Филипп Коллен вновь стоял один под солнцем, изливавшим беспощадно белый свет на оазис и пустыню.
"Из отеля выслали на поиски погонщика, власти были поставлены на ноги: что еще оставалось делать?" - так думал Коллен, когда сквозь темные тропические очки увидел нечто, сообщившее мыслям его совсем иное направление.
На самом солнцепеке, в двух шагах от него, сидел марабу из Айн-Грасефии, а перед ним, наполовину покрытый песочными кабалистическими знаками, лежал знаменитый коврик мистера Грэхэма.
В третий раз в этот день Коллен провел рукой по лбу. Нет, сомнений не оставалось: тут лежал коврик, накануне отвоеванный Лавертиссом, коврик, так основательно пропавший из комнаты мистера Грэхэма. Это был именно он; бело-желто-красный узор сверкал на солнце; физиономия, открытая Лавертиссом на протертом тканье коврика, злорадно глумилась.

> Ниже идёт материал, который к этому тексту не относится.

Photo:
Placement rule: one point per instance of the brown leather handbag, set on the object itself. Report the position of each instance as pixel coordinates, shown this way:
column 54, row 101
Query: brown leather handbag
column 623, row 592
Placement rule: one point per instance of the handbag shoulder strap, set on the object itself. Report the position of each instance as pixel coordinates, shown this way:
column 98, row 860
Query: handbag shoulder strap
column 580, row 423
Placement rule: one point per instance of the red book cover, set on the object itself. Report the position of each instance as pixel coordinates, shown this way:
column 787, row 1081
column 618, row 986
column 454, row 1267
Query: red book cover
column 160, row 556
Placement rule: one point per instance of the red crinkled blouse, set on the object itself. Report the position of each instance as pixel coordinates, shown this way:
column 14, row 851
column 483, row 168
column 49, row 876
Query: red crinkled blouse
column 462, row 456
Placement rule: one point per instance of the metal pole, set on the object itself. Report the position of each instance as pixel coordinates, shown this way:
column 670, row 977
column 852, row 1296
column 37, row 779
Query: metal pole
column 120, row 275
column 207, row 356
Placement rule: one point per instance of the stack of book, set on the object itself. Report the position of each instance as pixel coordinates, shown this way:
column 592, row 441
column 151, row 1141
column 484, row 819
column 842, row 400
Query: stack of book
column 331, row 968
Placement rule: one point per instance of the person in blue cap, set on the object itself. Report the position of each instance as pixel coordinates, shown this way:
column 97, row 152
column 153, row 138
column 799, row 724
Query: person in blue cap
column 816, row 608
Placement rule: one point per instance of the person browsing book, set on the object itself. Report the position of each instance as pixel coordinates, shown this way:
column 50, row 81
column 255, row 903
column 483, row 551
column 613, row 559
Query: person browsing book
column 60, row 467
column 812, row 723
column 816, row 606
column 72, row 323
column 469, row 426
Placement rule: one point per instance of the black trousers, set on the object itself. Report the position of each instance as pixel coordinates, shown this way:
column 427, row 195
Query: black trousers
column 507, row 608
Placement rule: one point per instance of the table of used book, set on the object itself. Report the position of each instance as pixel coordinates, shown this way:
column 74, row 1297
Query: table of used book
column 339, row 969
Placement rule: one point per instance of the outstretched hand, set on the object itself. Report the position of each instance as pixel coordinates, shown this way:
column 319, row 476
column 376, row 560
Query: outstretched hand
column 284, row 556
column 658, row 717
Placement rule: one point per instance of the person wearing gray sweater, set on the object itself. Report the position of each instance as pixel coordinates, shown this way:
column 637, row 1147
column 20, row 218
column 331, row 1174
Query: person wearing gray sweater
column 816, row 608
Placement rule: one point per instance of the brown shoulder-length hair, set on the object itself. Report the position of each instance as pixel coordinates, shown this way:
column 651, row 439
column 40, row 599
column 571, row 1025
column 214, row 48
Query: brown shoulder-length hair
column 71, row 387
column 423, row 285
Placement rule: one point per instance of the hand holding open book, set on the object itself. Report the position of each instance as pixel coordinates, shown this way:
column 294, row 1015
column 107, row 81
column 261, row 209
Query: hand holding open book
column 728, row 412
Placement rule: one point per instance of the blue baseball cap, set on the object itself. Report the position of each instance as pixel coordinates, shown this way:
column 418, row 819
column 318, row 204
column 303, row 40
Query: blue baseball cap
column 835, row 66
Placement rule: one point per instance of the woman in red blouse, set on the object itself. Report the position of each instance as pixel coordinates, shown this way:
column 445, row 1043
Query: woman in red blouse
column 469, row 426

Филипп Коллен подошел к марабу с чувством, весьма родственным тому, какое накануне испытал Лавертисс. Он хотел допытаться, каким образом ковер исчез снова из комнаты своего владельца. Он хотел проникнуть в эту тайну и, кроме того, воспылал желанием завладеть ковриком. Вначале он ковриком не интересовался. Но упорство, с каким марабу возвращал себе проданную и оплаченную вещь, и семитическая мистика, окутавшая это дело, раздражали Филиппа Коллена. От раздражения до заинтересованности - один шаг.
- Послушай, друг-пророк, каким образом здесь очутился коврик? Я искал его все утро. Как ты умудрился его выкрасть?
Марабу ответил неопределенным бормотанием. Только теперь Филипп Коллен изумился выражению его лица. Пьян был он, что ли? У него был огненный взгляд фанатика, глаза его покраснели, словно он накурился опиума. Он раскачивал туловище медленным вращательным движением и время от времени подсыпал на ковер песку. Он как будто не замечал Филиппа Коллена, не слышал, что тот говорит. Филипп Коллен расслышал в его бормотанье несколько отдельных повторяющихся слов, но он не понимал по-арабски; одно из слов было "серка", другое "хиле", третье звучало вроде "кедба". Отобрать, что ли, у проклятого фокусника ковер? Коллен был весьма к этому склонен; но именно так поступил накануне Лавертисс, а коврик лежал здесь как ни в чем не бывало. Выходило, что силой отнимать ковер как будто не стоит. Ха-ха! Как, помнится, говорил сам уважаемый пророк: "Коварством, а не силой, кражей, а не куплей". Формулу он знал уже почти наизусть. Отчего бы не внять голосу пророка и не добыть ковра коварством, кражей и обманом? Почему бы нет?